Because of this, marketers began to explore other options, like customer data platforms (CDPs). CDPs help marketers pull fragmented data from multiple sources, into one organized central location. They also help ensure that privacy preferences are met throughout all channels by becoming a repository of all customer data, as well as manage the enrichment and activation of this customer data.
Over the last few years, we’ve seen companies like Oracle, SAP, Salesforce, and Adobe either launch their own CDPs, or acquire CDPs to include them in their martech offerings. These points highlight even the recent ways marketers have had to adapt to privacy regulations quickly with CDPs, to now evaluating the use and benefits of customer data platforms.
At G2, we’ve also seen traffic to the Customer Data Platform (CDP) category increase exponentially over the past few years. From January 2018 to January 2021 alone, we saw a 100.4% increase in monthly unique page views to the category and even a 44% increase from January 2020 to January 2021. Additionally, we’ve also seen significant review growth for the CDP category—in 2018, customers left 168 reviews for CDP products, in 2019, they left 314 reviews, and in 2020, they left 559 reviews.
Source: G2’s CDP Category Monthly Unique Page Views
Another solution marketers can review is Google’s privacy sandbox. As mentioned earlier, Google Chrome is going to be phasing out its third-party cookies by 2022. Because of this, they have started looking into privacy-first alternatives. Google’s privacy sandbox will power their web products post-third-party cookies, and take an interest-based advertising approach.
What Google is calling the Federated Learning of Cohorts (FLoC), proposes a new way for businesses to reach people with relevant content and ads by clustering large groups of people with similar interests. This approach effectively hides individuals “in the crowd” and uses on-device processing to keep a person’s web history private on the browser. Users are assigned into new cohorts weekly, based on their previous week’s browsing data.

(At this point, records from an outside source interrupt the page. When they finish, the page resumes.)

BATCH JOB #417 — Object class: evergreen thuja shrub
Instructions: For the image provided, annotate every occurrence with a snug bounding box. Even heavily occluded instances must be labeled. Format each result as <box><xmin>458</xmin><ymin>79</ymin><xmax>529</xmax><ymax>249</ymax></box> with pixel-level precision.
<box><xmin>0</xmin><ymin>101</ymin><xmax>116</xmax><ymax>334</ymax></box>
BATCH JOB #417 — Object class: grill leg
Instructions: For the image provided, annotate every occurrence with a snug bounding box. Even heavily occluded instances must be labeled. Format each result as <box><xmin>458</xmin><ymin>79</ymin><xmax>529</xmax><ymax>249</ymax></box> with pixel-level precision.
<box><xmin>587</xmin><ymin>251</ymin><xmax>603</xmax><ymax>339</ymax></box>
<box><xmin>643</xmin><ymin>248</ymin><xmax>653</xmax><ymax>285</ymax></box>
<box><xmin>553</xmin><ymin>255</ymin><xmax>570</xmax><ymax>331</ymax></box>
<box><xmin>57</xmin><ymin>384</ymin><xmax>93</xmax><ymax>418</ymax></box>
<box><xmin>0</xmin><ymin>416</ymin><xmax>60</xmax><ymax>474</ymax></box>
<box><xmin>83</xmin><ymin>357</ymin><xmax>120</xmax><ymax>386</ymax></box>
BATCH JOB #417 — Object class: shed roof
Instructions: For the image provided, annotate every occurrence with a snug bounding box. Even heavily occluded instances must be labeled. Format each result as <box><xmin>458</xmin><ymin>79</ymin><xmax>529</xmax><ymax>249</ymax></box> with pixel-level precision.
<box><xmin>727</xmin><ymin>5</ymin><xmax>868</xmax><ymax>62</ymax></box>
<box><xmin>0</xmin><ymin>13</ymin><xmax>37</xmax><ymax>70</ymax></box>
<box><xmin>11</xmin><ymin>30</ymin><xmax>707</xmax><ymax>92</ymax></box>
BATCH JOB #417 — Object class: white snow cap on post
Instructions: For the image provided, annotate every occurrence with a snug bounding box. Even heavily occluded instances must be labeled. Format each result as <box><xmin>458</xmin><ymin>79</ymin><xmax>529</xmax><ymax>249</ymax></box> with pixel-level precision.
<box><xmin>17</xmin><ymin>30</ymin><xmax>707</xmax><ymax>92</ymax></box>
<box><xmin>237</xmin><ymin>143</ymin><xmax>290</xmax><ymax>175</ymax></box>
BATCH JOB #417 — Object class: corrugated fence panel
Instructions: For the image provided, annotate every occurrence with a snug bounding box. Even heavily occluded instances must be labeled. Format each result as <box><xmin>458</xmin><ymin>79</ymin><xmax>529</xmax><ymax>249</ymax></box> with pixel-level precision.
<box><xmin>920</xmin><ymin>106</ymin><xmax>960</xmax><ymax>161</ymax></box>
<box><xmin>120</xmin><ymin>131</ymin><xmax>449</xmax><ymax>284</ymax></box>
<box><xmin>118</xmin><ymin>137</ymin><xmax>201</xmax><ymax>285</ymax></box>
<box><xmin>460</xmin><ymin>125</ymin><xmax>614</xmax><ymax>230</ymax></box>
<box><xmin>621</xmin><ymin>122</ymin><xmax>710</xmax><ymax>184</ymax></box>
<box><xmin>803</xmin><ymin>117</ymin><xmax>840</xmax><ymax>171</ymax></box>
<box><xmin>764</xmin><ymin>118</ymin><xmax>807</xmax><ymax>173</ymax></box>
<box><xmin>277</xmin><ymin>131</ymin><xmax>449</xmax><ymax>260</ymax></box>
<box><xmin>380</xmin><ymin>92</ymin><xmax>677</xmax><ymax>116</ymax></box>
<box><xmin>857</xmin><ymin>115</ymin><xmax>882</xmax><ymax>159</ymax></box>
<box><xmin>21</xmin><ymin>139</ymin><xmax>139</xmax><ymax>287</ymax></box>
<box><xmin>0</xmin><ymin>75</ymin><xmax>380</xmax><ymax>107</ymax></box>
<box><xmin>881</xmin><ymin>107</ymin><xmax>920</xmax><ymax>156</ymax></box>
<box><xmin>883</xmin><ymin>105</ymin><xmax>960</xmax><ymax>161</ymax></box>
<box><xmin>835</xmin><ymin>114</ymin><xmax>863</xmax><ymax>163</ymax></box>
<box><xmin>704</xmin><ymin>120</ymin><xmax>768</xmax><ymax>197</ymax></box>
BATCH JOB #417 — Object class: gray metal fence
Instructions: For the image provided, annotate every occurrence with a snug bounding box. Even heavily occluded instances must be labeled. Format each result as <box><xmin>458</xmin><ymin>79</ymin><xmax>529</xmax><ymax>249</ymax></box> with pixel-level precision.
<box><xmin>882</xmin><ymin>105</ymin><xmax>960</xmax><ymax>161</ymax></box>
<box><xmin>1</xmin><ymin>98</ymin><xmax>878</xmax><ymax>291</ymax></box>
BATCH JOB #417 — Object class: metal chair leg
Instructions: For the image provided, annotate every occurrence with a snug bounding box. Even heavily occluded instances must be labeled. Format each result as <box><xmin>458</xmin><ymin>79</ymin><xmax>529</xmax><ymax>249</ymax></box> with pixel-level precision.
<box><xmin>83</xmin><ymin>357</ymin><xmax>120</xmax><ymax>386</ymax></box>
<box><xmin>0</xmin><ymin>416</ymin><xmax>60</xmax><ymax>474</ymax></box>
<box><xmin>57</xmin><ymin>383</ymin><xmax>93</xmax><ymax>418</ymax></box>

Google expects to begin testing FLoC-based cohorts with advertisers in Google Ads this year, however not all marketers are as optimistic about this solution. Google isn’t testing FLoCs in Europe yet because the Electronic Frontier Foundation (EFF) has warned that the system may “amplify problems like discrimination and predatory targeting” as they can exploit vulnerable people (i.e., those with a gambling addiction).
Other tactics and solutions are launching as well, like Apple’s SKAdNetwork and theTradeDesk’s Unified 2.0, but it’s going to take some time for these to mature, as well as get adopted by an increasing amount of marketers.
Only time will tell which solutions will reign supreme, but we do know, either way, marketers will not only be evaluating their data collection practices, but also technology that will help solve data privacy concerns.